Documentation

Get started with Aura

Aura gives your AI agent persistent memory — no embeddings, no vector database, no LLM calls for memory operations. Pure Rust, sub-millisecond recall.

Quickstart

Install

terminal
pip install aura-memory

Requires Python 3.9+. Works on Windows, macOS, Linux. No system dependencies.

Your first memory in 30 seconds

hello_memory.py
from aura import Aura

brain = Aura("./my_brain")

# Store knowledge
brain.store("Deploy to staging first. Never push straight to prod.")
brain.store("Our database is PostgreSQL. Auth uses JWT, 15-minute tokens.")
brain.store("User prefers concise answers without bullet points.")

# Recall relevant context — <1ms, no API call
results = brain.recall("deployment rules", limit=3)
for r in results:
    print(r.content)

# Output:
# Deploy to staging first. Never push straight to prod.

The brain persists to disk. Next time you run the script — it remembers everything.

Add memory to any LLM

with_claude.py
from aura import Aura
import anthropic

brain = Aura("./brain")
client = anthropic.Anthropic()  # ANTHROPIC_API_KEY

def chat(message: str) -> str:
    # Pull relevant memories before each message
    memories = brain.recall(message, limit=5)
    context = "\n".join(f"- {m.content}" for m in memories)

    response = client.messages.create(
        model="claude-haiku-4-5-20251001",
        max_tokens=1024,
        system=f"You are a helpful assistant.\n\nWhat you remember:\n{context}",
        messages=[{"role": "user", "content": message}]
    )

    brain.store(f"User asked: {message}")
    return response.content[0].text

# Teach the agent
brain.store("The user is building a FastAPI service with PostgreSQL.")
brain.store("The user prefers async endpoints.")

print(chat("What database should I use?"))
# → Answers with PostgreSQL from memory

Core Concepts

What is Aura?

Aura is a cognitive memory layer that runs alongside your AI agent.
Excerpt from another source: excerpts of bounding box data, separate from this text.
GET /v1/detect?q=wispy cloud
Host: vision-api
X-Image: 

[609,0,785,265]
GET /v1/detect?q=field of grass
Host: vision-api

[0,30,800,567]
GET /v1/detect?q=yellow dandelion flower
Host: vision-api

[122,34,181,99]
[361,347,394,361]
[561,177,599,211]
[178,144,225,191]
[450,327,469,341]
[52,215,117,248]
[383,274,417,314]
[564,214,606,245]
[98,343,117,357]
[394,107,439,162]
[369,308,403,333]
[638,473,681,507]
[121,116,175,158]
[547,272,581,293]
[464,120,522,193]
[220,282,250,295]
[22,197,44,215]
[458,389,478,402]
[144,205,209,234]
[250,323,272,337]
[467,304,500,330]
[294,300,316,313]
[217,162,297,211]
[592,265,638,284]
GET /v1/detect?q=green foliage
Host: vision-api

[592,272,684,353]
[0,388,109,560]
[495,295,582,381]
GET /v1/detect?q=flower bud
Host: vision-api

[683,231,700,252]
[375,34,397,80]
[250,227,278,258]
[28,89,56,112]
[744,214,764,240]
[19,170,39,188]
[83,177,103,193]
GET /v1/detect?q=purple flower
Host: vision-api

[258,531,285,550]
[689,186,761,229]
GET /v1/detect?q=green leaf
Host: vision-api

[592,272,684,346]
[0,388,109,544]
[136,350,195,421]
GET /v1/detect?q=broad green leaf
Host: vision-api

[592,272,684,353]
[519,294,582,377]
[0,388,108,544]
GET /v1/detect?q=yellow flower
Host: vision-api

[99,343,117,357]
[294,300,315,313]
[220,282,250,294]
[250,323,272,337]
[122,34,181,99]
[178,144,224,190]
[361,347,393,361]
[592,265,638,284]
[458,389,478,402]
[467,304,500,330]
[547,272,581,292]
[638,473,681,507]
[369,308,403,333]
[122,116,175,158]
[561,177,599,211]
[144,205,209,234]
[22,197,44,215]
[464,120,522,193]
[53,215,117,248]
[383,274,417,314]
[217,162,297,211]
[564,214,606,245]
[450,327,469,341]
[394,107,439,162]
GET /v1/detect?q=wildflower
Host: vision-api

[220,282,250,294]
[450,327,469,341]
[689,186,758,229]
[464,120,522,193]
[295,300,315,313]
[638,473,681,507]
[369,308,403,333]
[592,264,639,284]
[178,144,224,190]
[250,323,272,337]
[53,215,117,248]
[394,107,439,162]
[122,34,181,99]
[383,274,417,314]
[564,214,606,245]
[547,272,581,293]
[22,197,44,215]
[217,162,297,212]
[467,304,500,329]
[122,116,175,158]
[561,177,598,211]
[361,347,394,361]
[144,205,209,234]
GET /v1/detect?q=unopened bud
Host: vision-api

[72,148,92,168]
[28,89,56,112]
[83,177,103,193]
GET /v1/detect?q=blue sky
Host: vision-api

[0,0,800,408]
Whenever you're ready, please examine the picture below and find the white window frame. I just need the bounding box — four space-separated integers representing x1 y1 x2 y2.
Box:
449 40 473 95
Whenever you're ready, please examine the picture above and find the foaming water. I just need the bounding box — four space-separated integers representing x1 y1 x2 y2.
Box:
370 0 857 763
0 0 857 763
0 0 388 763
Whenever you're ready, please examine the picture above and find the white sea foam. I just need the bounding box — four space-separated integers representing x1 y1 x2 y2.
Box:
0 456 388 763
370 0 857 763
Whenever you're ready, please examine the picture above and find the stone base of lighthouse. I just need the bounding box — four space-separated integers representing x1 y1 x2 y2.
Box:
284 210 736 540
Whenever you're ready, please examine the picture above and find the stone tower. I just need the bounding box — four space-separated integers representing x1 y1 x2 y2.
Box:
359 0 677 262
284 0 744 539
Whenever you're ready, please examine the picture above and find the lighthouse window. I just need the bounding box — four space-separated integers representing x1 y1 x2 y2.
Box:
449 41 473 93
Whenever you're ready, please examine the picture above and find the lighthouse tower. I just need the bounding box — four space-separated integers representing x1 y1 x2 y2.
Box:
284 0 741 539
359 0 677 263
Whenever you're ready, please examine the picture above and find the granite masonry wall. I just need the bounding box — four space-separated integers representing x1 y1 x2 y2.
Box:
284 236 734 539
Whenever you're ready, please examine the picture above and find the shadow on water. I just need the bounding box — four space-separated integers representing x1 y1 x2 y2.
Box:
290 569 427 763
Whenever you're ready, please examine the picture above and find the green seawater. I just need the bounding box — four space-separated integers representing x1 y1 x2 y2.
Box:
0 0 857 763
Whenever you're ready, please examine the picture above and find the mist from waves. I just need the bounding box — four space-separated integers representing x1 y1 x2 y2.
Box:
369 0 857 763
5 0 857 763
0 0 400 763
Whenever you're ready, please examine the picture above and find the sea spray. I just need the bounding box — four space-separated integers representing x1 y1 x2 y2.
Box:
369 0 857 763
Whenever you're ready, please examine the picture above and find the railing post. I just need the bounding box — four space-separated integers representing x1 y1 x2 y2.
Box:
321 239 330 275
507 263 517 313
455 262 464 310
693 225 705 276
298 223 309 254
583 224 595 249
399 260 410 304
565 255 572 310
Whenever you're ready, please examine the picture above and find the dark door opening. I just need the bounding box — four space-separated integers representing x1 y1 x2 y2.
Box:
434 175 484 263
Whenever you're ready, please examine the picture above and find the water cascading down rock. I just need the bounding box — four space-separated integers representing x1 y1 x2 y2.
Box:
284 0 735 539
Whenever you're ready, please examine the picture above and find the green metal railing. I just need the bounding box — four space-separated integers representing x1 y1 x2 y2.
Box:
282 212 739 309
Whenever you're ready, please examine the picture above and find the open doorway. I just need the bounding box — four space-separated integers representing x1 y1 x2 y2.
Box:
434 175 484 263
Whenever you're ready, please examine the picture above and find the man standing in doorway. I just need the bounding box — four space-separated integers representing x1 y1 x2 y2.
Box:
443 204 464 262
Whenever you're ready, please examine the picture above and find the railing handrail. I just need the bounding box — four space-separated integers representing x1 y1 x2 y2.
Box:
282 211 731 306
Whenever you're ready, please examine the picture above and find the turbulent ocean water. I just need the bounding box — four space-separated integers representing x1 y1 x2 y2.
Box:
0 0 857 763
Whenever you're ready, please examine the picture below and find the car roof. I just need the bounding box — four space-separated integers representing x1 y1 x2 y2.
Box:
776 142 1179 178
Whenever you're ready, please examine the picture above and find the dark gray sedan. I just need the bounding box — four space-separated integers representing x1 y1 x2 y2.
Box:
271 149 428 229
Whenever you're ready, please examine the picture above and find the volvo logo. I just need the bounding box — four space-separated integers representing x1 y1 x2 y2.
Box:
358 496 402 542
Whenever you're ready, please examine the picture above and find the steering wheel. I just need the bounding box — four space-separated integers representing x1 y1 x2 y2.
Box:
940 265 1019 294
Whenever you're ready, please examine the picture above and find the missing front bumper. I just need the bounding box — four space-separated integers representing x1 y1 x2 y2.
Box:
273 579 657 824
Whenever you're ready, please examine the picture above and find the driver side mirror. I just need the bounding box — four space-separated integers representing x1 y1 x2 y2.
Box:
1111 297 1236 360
It stores what the agent learns, organizes it automatically, and surfaces the most relevant context when the agent needs to answer a question.

Unlike a vector database, Aura doesn't just store and retrieve. It forms beliefs from accumulated evidence, discovers causal patterns over time, and generates advisory hints — all without any LLM calls.

The brain

Everything starts with Aura("./path"). This creates or opens a brain at the given directory. The brain stores everything to disk — it persists between script runs, server restarts, and deployments.

from aura import Aura

brain = Aura("./my_agent_brain")
# Creates: my_agent_brain/brain.cog, beliefs.cog, etc.

Store and Recall

Two operations you'll use constantly:

# Store — write something to memory
brain.store("content", tags=["optional", "tags"])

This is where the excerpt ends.